Back to the Future: Re-Engineering the Evolutionarily Lost Arbuscular Mycorrhiza Host Trait to Improve Climate Resilience for Agriculture

• Published in: Critical reviews in plant sciences Vol. 43; no. 1; pp. 1 - 33
• Main Authors: Hornstein, Eli D., Sederoff, Heike
• Format: Journal Article
• Language: English
• Published: Boca Raton Taylor & Francis Ltd 02.01.2024
• Subjects: abiotic stress; Agricultural engineering; Agriculture; Arabidopsis; Arbuscular mycorrhizas; Biological activity; Biotechnology; C4 photosynthesis; Carbon sequestration; climate; Climate adaptation; Climate change; Crops; economic plants; Genetic engineering; Genetically altered foods; microbiome; Microbiomes; Nitrogen fixation; Nitrogenation; pathogens; Photosynthesis; Plants (botany); Resilience; soil; Soil microorganisms; Symbiosis; temperature; vesicular arbuscular mycorrhizae
• ISSN: 0735-2689; 1549-7836; 1549-7836
• DOI: 10.1080/07352689.2023.2256093

The coming century in agriculture will be marked by increasing exposure of crops to abiotic stress and disease due to climate change. The plant traits with the strongest potential to mitigate these stresses are complex, and are increasingly recognized to involve interaction with the microbiome. Through symbiosis with soil fungi, plants form arbuscular mycorrhizae (AM) that can alleviate nutrient, water, and temperature stress, and can confer pathogen resistance and increased yield.

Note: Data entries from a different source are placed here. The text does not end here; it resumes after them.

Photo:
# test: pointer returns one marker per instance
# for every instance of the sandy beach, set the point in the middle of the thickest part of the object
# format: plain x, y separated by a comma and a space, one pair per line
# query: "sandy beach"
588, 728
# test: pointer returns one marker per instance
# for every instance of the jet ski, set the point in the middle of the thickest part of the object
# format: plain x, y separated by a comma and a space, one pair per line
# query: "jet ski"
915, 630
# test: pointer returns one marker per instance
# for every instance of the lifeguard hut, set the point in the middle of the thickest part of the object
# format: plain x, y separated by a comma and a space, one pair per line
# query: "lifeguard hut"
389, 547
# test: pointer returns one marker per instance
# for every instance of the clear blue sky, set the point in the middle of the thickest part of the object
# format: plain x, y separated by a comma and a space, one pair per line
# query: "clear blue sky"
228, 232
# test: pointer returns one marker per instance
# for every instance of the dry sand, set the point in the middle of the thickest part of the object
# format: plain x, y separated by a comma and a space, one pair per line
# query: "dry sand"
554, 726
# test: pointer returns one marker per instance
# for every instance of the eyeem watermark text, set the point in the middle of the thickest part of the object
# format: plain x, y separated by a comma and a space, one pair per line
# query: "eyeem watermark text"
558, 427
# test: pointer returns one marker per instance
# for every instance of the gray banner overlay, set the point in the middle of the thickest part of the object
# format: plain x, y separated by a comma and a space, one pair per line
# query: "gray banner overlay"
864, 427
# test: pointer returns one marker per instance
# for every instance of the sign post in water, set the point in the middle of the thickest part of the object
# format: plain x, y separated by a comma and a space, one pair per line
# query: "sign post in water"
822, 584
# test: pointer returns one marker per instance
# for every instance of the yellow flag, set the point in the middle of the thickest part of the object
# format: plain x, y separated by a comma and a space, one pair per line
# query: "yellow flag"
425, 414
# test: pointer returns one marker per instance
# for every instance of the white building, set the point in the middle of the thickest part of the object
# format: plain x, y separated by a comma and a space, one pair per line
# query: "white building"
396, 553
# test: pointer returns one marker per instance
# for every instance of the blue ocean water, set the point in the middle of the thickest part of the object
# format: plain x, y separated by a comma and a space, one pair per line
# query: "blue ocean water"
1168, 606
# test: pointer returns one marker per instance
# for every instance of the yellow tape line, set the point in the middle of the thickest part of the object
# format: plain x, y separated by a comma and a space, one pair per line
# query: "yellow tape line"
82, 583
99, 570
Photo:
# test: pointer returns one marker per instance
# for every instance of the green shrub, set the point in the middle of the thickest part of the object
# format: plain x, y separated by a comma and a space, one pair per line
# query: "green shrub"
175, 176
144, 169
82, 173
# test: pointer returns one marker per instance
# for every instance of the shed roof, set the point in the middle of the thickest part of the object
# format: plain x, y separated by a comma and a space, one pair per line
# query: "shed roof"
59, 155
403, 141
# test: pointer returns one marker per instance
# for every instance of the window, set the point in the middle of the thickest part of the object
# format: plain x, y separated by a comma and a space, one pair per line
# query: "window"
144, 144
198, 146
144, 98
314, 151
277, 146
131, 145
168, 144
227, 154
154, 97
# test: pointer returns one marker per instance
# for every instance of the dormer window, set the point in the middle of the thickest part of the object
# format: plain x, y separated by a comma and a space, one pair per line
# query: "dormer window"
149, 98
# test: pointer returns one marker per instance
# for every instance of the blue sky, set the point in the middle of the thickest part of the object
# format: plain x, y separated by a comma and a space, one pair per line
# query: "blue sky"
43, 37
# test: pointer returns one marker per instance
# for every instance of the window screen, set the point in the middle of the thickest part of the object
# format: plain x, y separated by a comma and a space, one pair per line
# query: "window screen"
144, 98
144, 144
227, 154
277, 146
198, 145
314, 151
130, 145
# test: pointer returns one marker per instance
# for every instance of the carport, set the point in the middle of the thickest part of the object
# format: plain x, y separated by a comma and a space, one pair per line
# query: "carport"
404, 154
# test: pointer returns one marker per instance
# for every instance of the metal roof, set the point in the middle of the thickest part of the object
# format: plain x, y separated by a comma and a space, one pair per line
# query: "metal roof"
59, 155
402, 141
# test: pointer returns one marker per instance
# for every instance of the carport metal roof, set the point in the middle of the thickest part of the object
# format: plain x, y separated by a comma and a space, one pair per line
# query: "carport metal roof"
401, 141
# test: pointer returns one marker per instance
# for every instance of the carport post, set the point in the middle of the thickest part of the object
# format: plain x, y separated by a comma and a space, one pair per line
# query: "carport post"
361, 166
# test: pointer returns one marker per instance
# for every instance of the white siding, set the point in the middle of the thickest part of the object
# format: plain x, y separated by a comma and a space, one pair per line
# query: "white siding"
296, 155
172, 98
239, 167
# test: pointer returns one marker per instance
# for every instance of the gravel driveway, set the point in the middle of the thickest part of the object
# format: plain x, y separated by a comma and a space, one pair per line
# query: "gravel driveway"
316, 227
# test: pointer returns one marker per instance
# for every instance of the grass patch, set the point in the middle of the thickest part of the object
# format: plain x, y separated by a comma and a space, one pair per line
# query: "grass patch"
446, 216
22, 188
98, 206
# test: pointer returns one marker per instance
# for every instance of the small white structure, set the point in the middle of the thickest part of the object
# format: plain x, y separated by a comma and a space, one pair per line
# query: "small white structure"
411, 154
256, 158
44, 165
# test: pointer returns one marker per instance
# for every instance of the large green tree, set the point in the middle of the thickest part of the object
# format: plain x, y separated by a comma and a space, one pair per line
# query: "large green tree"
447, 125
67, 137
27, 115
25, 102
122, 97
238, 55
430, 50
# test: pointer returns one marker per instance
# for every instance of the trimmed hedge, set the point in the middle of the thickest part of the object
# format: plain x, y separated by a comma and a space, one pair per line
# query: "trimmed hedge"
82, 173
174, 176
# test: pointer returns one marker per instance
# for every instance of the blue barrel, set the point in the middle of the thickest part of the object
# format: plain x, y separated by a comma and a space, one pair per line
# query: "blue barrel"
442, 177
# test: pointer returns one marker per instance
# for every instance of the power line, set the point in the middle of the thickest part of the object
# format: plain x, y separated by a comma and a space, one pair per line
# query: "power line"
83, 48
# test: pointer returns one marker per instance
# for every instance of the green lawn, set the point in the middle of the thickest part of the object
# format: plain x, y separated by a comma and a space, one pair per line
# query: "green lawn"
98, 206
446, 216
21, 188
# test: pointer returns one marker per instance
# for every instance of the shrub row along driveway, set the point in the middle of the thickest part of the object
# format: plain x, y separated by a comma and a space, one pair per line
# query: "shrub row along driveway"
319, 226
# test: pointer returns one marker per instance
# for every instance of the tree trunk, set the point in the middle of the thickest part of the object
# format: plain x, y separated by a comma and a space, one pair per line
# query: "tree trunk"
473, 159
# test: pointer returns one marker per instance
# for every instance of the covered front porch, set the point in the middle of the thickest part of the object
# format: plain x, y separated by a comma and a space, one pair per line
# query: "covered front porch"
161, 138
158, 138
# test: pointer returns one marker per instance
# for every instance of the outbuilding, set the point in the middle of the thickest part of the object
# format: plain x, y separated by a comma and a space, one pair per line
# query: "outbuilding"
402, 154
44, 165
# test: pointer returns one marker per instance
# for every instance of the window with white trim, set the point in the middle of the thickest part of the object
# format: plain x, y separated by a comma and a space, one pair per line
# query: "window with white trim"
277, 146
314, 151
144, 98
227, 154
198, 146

The portfolio of advantages offered by AM overlaps with the benefits of agriculturally useful plant traits that have been the subject of decades of intensive biotechnological efforts, such as C4 photosynthesis and rhizobial nitrogen fixation. In this article we illustrate the prospective benefits of genetic engineering to produce AM in nonmycorrhizal plants and modify AM in already-mycorrhizal crops. We highlight recent advances which have clarified the key genetic and metabolic components of AM symbiosis, and show that many of these components are involved in other plant biological processes and have already been subject to extensive genetic engineering in nonsymbiotic contexts. We provide a theoretical research roadmap to accomplish engineering of AM into the nonmycorrhizal model Arabidopsis including specific molecular genetic approaches. We conclude that AM is potentially more tractable than other complex plant traits, and that a concerted research initiative for biotechnological manipulation of AM could fill unique needs for agricultural resilience. Finally, we note that engineering of AM provides a potential back door into manipulation of other essential plant traits, including carbon storage, and beneficial microbiome assembly.